# 7.5: Critical values, p-values, and significance level

- Page ID
- 7117

A low probability value casts doubt on the null hypothesis. How low must the probability value be in order to conclude that the null hypothesis is false? Although there is clearly no right or wrong answer to this question, it is conventional to conclude the null hypothesis is false if the probability value is less than 0.05. More conservative researchers conclude the null hypothesis is false only if the probability value is less than 0.01. When a researcher concludes that the null hypothesis is false, the researcher is said to have rejected the null hypothesis. The probability value below which the null hypothesis is rejected is called the α level or simply \(α\) (“alpha”). It is also called the significance level. If α is not explicitly specified, assume that \(α\) = 0.05.

The significance level is a threshold we set before collecting data in order to determine whether or not we should reject the null hypothesis. We set this value beforehand to avoid biasing ourselves by viewing our results and then determining what criteria we should use. If our data produce values that meet or exceed this threshold, then we have sufficient evidence to reject the null hypothesis; if not, we fail to reject the null (we never “accept” the null).

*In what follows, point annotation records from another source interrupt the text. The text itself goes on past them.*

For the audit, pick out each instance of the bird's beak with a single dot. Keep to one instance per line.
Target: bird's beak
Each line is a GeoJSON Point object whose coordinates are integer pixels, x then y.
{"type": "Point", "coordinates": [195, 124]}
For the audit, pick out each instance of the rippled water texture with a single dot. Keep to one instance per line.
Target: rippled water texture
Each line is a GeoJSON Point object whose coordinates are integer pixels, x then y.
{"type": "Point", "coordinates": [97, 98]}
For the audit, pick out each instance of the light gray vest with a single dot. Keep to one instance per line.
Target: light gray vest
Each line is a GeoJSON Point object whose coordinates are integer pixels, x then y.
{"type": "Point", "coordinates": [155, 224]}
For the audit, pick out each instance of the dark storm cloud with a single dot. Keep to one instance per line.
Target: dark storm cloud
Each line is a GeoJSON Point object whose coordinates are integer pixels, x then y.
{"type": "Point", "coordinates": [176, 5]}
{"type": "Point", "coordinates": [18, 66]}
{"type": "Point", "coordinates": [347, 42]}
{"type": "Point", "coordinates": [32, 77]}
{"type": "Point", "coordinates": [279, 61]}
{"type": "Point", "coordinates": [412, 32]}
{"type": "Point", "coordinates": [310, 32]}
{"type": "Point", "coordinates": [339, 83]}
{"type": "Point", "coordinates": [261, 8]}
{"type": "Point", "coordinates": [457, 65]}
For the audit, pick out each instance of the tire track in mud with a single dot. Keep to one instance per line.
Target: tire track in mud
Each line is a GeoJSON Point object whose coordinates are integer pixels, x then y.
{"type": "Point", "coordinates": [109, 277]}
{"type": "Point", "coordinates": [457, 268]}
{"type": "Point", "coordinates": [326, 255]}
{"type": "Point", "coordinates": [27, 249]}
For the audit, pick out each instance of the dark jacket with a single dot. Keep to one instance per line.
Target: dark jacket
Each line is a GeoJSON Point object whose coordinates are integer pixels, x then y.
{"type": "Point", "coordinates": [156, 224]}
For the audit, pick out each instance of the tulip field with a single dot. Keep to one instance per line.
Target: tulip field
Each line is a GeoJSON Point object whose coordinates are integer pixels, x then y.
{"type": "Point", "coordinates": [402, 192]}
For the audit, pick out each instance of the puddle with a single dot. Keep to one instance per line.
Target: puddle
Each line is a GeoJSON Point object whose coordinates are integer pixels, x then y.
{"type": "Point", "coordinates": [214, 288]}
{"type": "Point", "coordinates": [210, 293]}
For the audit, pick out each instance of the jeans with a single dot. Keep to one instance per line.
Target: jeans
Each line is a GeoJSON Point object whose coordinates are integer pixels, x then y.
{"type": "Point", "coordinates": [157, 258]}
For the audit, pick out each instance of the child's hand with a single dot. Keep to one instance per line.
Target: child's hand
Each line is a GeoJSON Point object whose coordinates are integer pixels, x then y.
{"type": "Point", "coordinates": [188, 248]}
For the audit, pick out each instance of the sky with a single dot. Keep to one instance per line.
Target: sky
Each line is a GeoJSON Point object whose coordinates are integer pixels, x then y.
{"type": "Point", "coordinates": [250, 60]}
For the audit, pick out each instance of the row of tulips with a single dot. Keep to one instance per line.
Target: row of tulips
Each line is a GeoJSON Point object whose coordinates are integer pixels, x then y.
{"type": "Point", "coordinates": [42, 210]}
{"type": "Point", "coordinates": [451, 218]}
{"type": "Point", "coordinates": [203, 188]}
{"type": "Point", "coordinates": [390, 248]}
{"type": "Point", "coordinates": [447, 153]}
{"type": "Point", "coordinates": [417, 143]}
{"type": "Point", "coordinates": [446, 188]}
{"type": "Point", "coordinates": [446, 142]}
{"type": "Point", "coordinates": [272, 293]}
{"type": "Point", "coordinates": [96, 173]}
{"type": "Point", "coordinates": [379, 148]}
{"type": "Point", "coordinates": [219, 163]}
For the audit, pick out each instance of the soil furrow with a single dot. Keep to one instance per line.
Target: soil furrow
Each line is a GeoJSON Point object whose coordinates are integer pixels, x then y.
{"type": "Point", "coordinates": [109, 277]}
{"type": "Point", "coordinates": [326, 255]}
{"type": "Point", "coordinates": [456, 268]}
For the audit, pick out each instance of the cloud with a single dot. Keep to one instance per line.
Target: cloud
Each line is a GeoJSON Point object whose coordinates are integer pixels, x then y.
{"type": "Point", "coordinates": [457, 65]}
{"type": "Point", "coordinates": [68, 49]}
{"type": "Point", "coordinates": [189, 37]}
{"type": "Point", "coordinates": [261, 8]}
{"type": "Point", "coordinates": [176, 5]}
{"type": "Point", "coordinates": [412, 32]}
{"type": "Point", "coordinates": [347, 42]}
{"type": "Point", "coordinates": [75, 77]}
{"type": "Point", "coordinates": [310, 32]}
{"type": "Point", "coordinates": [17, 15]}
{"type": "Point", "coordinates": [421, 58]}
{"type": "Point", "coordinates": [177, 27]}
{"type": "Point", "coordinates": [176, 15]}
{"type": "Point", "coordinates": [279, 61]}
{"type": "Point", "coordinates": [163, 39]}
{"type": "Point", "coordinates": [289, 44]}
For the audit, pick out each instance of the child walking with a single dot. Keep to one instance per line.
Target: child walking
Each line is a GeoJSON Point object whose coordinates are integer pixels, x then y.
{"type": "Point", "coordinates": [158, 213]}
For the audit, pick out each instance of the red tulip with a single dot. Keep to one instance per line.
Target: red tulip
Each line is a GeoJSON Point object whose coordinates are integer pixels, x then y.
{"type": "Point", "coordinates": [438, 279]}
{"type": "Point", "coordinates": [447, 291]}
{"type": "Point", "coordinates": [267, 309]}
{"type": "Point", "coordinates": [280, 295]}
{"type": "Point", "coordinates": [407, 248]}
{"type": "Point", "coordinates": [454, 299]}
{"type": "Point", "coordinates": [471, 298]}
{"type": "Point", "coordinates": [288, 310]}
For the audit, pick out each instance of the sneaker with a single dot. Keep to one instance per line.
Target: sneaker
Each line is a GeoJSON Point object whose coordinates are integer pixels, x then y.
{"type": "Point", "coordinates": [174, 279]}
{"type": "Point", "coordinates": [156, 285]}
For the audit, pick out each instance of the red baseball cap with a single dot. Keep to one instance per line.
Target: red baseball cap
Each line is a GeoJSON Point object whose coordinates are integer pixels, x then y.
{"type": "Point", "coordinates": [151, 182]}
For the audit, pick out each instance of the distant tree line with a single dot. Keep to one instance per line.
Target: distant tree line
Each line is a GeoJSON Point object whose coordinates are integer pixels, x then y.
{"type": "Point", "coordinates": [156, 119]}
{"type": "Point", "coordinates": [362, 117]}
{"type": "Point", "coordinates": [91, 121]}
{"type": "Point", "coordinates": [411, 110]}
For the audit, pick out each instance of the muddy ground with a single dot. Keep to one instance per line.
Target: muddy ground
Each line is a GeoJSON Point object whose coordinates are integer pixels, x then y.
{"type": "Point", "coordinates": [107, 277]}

There are two criteria we use to assess whether our data meet the thresholds established by our chosen significance level, and they both have to do with our discussions of probability and distributions. Recall that probability refers to the likelihood of an event, given some situation or set of conditions. In hypothesis testing, that situation is the assumption that the null hypothesis value is the correct value, or that there is no effect. The value laid out in H0 is our condition under which we interpret our results. To reject this assumption, and thereby reject the null hypothesis, we need results that would be very unlikely if the null was true. Now recall that values of z which fall in the tails of the standard normal distribution represent unlikely values. That is, the proportion of the area under the curve as or more extreme than \(z\) is very small as we get into the tails of the distribution. Our significance level corresponds to the area under the tail that is exactly equal to α: if we use our normal criterion of \(α\) = .05, then 5% of the area under the curve becomes what we call the rejection region (also called the critical region) of the distribution. This is illustrated in Figure \(\PageIndex{1}\).

The shaded rejection region takes us 5% of the area under the curve. Any result which falls in that region is sufficient evidence to reject the null hypothesis.

The rejection region is bounded by a specific \(z\)-value, as is any area under the curve. In hypothesis testing, the value corresponding to a specific rejection region is called the critical value, \(z_{crit}\) (“\(z\)-crit”) or \(z*\) (hence the other name “critical region”). Finding the critical value works exactly the same as finding the z-score corresponding to any area under the curve like we did in Unit 1. If we go to the normal table, we will find that the z-score corresponding to 5% of the area under the curve is equal to 1.645 (\(z\) = 1.64 corresponds to 0.0405 and \(z\) = 1.65 corresponds to 0.0495, so .05 is exactly in between them) if we go to the right and -1.645 if we go to the left. The direction must be determined by your alternative hypothesis, and drawing then shading the distribution is helpful for keeping directionality straight.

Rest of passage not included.